Variable beam width parameter f(ξ) versus distance of propagation ξ at four different soliton peak powers, β = 157.9. (Reprinted by permission from Springer Nature: Springer Journal of Optics, Waveguiding effect on optical spatial solitons in centrosymmetric photorefractive materials, Binay P Akhouri et al, Copyright 2016)

Fig. 7.18

Variable beam width parameter f(ξ) versus the distance of propagation ξ at different waveguide strengths, β = 157.9, P₀ = 0.06947, r = 0.1489. (Reprinted by permission from Springer Nature: Springer Journal of Optics, Waveguiding effect on optical spatial solitons in centrosymmetric photorefractive materials, Binay P Akhouri et al, Copyright 2016)
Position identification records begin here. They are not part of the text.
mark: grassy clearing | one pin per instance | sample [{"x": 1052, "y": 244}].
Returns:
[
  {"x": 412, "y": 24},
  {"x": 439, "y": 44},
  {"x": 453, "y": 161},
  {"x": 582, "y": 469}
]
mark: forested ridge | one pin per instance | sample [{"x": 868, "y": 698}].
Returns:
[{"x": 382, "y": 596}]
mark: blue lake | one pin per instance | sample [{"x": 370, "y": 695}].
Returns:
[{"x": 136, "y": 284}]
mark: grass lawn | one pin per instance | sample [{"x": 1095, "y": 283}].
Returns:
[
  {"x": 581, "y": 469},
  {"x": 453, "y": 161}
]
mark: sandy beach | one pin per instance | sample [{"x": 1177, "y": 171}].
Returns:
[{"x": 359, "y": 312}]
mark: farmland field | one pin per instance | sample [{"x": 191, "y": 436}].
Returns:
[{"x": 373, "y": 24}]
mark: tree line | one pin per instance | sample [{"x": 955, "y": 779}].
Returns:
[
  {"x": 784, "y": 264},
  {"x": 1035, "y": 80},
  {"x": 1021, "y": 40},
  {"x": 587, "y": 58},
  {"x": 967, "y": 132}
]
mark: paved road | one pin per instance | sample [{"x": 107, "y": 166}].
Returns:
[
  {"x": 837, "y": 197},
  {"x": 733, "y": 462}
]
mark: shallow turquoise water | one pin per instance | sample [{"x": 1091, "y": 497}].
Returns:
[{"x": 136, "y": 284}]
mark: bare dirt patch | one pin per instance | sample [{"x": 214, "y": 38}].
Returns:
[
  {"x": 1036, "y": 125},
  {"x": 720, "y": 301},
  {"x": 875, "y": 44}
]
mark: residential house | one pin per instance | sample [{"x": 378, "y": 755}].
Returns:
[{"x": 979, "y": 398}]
7.3.4 Pyroelectric Photorefractive Waveguides

We shall now consider waveguide embedded in a photorefractive crystal with a finite pyroelectric coefficient. If the photorefractive crystal is unbiased, then we can say that the external bias has been replaced by the transient pyroelectric field which in turn induces a space charge field modulating the refractive index resulting in self trapping.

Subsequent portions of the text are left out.